2. Watch that frost. Frost buildup makes your fridge work harder. So if the frost in your freezer exceeds half a centimeter, it’s time to defrost.
3. Follow the two thirds rule. Whenever you open your fridge cool air escapes and warm air comes in, and your fridge has to work hard to replace lost cold air. But when you keep your fridge two thirds, full only a third of that air can leak out, so the more full your fridge is the less air that can escape.
4. Use water bottles as a buffer. If your fridge is a bit empty fill up a few bottles with cold water and pop them in your fridge. You’ll love lovely cold water to drink and the bottles will take up some buffer room and make it more efficient.

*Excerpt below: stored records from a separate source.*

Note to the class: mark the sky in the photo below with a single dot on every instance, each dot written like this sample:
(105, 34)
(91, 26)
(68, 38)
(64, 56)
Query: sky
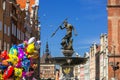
(89, 18)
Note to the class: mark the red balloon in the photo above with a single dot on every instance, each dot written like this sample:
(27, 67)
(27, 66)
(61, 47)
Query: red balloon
(8, 72)
(5, 63)
(4, 55)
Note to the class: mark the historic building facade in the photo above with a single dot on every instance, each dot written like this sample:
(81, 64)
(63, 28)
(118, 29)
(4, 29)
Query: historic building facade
(103, 57)
(13, 20)
(113, 9)
(47, 69)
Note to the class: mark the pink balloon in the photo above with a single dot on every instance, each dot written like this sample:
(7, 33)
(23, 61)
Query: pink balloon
(21, 53)
(18, 65)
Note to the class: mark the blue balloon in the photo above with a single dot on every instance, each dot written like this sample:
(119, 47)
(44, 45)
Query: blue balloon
(3, 67)
(26, 64)
(21, 46)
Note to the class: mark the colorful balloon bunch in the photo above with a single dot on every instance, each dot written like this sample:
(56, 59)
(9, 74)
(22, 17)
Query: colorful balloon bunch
(19, 59)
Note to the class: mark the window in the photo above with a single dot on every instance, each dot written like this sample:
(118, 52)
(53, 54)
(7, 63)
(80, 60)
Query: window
(0, 25)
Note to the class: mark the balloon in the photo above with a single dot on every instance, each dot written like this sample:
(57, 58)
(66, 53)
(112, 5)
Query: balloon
(30, 48)
(4, 55)
(21, 45)
(26, 64)
(37, 45)
(13, 50)
(1, 78)
(13, 59)
(21, 53)
(31, 40)
(18, 65)
(18, 72)
(5, 63)
(3, 67)
(8, 72)
(23, 74)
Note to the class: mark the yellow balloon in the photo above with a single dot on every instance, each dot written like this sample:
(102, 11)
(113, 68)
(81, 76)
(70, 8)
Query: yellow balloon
(31, 48)
(13, 59)
(15, 52)
(1, 78)
(18, 72)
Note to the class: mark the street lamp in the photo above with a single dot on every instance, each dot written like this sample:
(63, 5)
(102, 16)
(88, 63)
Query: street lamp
(4, 7)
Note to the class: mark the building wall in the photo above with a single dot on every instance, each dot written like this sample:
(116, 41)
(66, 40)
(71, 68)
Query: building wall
(12, 20)
(87, 67)
(113, 35)
(47, 71)
(103, 57)
(92, 62)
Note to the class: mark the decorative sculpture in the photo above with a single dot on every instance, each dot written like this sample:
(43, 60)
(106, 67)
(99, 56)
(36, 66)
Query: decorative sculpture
(67, 40)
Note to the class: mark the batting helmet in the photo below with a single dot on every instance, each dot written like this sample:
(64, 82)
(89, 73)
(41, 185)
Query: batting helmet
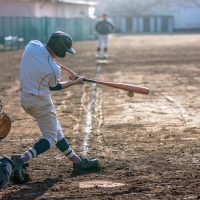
(60, 43)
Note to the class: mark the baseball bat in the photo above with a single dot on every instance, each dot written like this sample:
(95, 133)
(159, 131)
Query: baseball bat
(122, 86)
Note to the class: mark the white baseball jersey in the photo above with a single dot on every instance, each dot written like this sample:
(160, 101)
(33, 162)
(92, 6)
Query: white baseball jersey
(38, 71)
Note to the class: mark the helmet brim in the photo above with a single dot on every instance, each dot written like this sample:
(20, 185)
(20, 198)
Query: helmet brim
(71, 50)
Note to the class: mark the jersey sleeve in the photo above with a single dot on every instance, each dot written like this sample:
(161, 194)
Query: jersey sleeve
(54, 77)
(53, 81)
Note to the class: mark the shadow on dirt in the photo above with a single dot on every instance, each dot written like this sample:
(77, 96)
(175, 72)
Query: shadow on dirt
(32, 190)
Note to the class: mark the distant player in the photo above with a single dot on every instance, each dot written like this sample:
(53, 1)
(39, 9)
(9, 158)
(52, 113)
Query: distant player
(103, 27)
(39, 74)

5. Cover liquids. Uncovered liquids in your fridge will add moisture to the air, which makes your compressor work harder. It will also cause more frost to build up which in turn makes your compressor work even harder. That’s not a cycle you want to start.
6. Clean your coils twice a year. Condenser coils keeps the air in your fridge cold, and they’re usually found on the back or bottom of the fridge. Over time dust and other gunk builds up around the coils restricting airflow which makes the fridge work harder to stay cool. By cleaning your coils twice a year you reduce your fridge’s electricity use by 15%.

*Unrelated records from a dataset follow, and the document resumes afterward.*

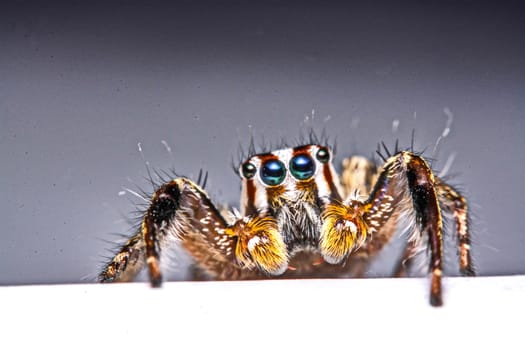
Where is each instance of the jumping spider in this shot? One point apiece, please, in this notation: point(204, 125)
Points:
point(298, 219)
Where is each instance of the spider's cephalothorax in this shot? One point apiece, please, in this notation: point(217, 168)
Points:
point(298, 219)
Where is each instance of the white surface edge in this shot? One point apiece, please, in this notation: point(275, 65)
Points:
point(274, 314)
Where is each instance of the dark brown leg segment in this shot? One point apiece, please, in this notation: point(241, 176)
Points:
point(179, 210)
point(453, 202)
point(406, 186)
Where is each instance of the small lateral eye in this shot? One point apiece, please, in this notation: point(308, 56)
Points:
point(323, 155)
point(302, 167)
point(273, 172)
point(248, 170)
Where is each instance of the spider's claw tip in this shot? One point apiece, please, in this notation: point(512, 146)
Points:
point(436, 299)
point(156, 282)
point(468, 271)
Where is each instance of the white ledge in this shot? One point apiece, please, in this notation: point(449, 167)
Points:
point(481, 312)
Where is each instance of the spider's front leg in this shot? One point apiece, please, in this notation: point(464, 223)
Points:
point(405, 186)
point(180, 210)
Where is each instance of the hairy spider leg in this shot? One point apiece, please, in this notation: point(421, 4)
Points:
point(179, 210)
point(405, 187)
point(453, 202)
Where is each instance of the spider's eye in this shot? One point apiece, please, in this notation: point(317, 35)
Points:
point(302, 167)
point(273, 172)
point(248, 170)
point(323, 155)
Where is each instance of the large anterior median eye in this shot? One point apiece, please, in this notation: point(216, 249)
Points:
point(273, 172)
point(302, 167)
point(248, 170)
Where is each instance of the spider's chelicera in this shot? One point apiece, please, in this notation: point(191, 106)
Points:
point(299, 219)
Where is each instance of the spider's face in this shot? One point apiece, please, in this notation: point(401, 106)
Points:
point(287, 176)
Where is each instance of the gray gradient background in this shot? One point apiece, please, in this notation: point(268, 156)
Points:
point(82, 83)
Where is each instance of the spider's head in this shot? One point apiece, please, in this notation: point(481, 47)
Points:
point(290, 175)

It’s relatively easy to clean the coils. Just pull out the fridge and using a wire brush (or something similar) and scrape the coils to knock the dust loose. Then take a vacuum to suck up the rest of the dust. Simple as that!

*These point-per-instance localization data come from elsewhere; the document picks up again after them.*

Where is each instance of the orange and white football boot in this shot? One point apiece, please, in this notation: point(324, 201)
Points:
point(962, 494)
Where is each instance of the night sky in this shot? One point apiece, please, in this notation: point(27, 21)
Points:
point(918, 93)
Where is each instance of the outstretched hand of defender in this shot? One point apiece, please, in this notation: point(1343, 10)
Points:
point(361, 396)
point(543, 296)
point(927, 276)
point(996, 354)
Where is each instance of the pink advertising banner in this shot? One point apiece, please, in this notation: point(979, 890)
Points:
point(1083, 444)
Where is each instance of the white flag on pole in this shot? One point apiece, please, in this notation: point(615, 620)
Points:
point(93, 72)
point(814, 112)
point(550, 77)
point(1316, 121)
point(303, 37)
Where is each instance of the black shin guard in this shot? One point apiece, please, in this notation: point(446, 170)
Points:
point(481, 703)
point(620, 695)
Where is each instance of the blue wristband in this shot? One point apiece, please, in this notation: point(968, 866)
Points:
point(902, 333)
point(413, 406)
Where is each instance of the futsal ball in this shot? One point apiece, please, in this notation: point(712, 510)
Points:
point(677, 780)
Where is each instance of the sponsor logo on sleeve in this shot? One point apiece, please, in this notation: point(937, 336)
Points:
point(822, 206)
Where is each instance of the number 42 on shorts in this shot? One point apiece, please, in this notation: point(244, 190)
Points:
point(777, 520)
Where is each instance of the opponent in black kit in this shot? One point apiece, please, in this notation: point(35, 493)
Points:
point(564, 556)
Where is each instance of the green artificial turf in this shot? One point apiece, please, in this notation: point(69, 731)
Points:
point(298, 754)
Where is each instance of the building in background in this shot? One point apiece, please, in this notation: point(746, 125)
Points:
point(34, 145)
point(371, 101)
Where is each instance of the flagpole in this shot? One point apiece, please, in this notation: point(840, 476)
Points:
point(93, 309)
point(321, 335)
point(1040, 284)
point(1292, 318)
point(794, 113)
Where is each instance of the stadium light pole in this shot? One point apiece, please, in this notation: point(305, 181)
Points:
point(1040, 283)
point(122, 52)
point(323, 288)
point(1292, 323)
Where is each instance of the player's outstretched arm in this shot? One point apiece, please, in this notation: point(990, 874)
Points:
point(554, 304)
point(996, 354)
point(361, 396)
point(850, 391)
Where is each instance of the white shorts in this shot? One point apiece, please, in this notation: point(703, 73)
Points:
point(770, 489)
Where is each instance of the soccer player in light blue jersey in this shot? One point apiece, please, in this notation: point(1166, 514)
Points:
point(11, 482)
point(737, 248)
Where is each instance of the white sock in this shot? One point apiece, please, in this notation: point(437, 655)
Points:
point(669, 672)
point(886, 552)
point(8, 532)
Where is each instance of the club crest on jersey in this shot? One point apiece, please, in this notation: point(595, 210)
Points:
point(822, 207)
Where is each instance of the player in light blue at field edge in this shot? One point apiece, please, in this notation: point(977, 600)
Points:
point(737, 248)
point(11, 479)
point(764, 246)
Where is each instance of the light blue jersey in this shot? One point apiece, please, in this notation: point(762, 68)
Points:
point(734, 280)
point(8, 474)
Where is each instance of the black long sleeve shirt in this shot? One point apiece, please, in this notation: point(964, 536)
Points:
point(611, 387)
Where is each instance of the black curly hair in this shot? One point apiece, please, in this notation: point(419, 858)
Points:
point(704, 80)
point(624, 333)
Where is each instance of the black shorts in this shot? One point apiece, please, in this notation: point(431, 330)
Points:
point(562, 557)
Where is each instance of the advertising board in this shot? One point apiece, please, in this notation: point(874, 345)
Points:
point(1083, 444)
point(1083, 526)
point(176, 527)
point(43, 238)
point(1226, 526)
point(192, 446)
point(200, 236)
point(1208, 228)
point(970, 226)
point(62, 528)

7. Don’t mindlessly stare into your fridge. Opening and closing your fridge door is the biggest way it uses energy. You can save nearly half of your fridges total energy usage just by being very quick when opening and closing the door. So get out of the habit of staring into your fridge, be smart and close it quickly.
8. Get a new seal. If your fridge is a few years old the seal might be wearing out meaning it has to work harder than necessary. But, there’s an easy way to test this. Simply close a piece of paper in your fridge door, and if it is quite easy to pull it out it’s time for a new seal.
9. How many stars do you have? When you’re getting a new fridge pay attention to the energy rating and choose a fridge above 2.5 stars. It might not seem like much but every extra star will reduce your running costs by around 20% which makes a huge difference in the long-run.
10. Let your food chill first. When putting leftovers back in the fridge let them cool down first. Putting hot food into your cold fridge makes It may seem obvious but no one does it.
11. Don’t set your fridge too cold. The colder you set your fridge the more energy and money it uses to stay so cold. We recommend setting the fridge to 3-5oC and the freezer to -15 to -18oC.
12. Location, location, location. Make sure your fridge is located in an area away from direct sunlight and away from cookers, heaters and dishwashers.